Hi, I have a set of x,y data points and each data point lies between (0,0) and (1,1). Of this set I have selected all those that lie in the lower triangle (of the plot of these points). What I would like to do is to divide the region (0,0) to (1,1) into cells of say, side = 0.01 and then count the number of cells that contain a point.

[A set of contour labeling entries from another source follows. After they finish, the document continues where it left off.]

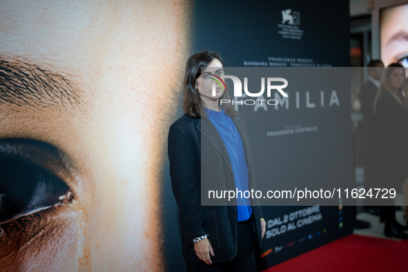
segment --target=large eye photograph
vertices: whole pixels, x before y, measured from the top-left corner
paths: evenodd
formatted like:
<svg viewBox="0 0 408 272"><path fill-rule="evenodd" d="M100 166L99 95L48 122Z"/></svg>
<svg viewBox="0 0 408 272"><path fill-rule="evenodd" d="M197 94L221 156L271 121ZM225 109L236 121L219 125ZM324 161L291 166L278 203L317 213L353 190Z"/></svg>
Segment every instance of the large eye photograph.
<svg viewBox="0 0 408 272"><path fill-rule="evenodd" d="M81 211L67 184L75 179L60 155L39 141L0 139L3 271L42 270L43 262L60 270L68 255L77 254L72 251L81 239Z"/></svg>

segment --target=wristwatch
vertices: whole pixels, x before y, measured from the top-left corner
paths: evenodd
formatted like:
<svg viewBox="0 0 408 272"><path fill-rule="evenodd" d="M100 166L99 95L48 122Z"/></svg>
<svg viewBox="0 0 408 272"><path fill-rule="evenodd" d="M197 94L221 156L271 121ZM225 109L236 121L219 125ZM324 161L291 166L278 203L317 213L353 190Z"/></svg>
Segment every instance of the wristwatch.
<svg viewBox="0 0 408 272"><path fill-rule="evenodd" d="M194 238L194 239L193 239L193 244L195 244L197 242L199 242L202 240L204 240L204 239L208 237L210 235L208 234L206 234L204 235L202 235L202 236L197 237L196 238Z"/></svg>

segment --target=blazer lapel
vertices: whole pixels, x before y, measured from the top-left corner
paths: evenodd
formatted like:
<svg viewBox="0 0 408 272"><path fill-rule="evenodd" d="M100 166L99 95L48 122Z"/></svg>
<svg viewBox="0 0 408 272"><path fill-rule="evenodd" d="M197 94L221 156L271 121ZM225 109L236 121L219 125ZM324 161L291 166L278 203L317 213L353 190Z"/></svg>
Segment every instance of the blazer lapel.
<svg viewBox="0 0 408 272"><path fill-rule="evenodd" d="M215 150L220 153L221 158L222 158L228 168L232 172L233 168L231 164L228 151L224 144L224 141L222 141L222 138L211 121L208 118L200 119L196 128L214 146Z"/></svg>

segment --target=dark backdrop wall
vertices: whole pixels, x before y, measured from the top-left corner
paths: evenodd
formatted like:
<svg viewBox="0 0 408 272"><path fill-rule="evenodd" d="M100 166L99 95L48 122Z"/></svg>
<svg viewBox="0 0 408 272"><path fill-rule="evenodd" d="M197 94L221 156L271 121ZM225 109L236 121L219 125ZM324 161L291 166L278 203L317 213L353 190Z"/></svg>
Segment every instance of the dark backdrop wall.
<svg viewBox="0 0 408 272"><path fill-rule="evenodd" d="M348 67L349 20L348 1L318 0L313 3L300 0L195 1L193 52L202 50L215 50L221 54L229 67ZM313 118L316 114L321 113L326 116L329 115L329 119L330 115L341 115L342 119L347 121L350 118L349 97L349 93L339 95L341 106L337 110L329 111L318 107L313 112L280 108L273 113L269 110L262 118L278 114L284 123L287 120L288 125L292 125L293 120L299 115L302 115L303 120L307 121L308 118ZM241 110L246 110L240 108ZM179 115L182 114L180 112ZM257 135L258 130L255 128L259 118L255 118L255 115L253 111L246 110L244 115L246 122L251 124L249 129L250 138L261 141L258 146L253 147L253 153L256 152L257 146L267 145L271 141ZM280 127L275 130L279 130L282 126L281 122ZM345 162L342 165L344 171L342 178L347 179L349 184L353 182L351 124L344 122L340 126L333 124L329 128L342 131L341 148ZM274 128L271 128L273 130ZM307 140L304 139L304 144ZM294 139L284 137L279 141L280 146L291 146ZM316 158L315 162L310 162L307 153L301 152L302 142L299 143L298 139L296 141L299 151L296 154L300 157L296 157L295 162L291 166L293 171L301 168L302 162L309 159L309 163L313 166L313 162L318 160ZM316 152L324 152L323 148L327 143L315 144ZM332 155L338 155L338 153ZM289 153L281 153L280 155L282 157L282 159L291 159L291 157L284 157L289 156ZM316 170L329 171L318 168ZM163 231L168 269L182 271L185 271L185 263L181 253L178 207L171 191L168 165L165 171ZM265 220L268 222L260 253L262 258L260 259L263 268L284 262L352 232L353 208L341 205L309 207L309 211L313 210L310 215L315 215L313 222L287 231L288 224L283 223L285 215L289 216L291 213L307 208L263 207ZM296 226L298 220L293 220L293 223ZM282 225L286 229L284 232L282 229Z"/></svg>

My first approach is to generate the coordinates of these cells and then loop over the point list to see whether a point lies in a cell or not. However this seems to be very inefficient esepcially since I will have 1000's of points. Has anybody dealt with this type of problem and are there routines to handle it? ------------------------------------------------------------------- Rajarshi Guha <rxg218 at psu.edu> <http://jijo.cjb.net> GPG Fingerprint: 0CCA 8EE2 2EEB 25E2 AB04 06F7 1BB9 E634 9B87 56EE ------------------------------------------------------------------- Alone, adj.: In bad company. -- Ambrose Bierce, "The Devil's Dictionary"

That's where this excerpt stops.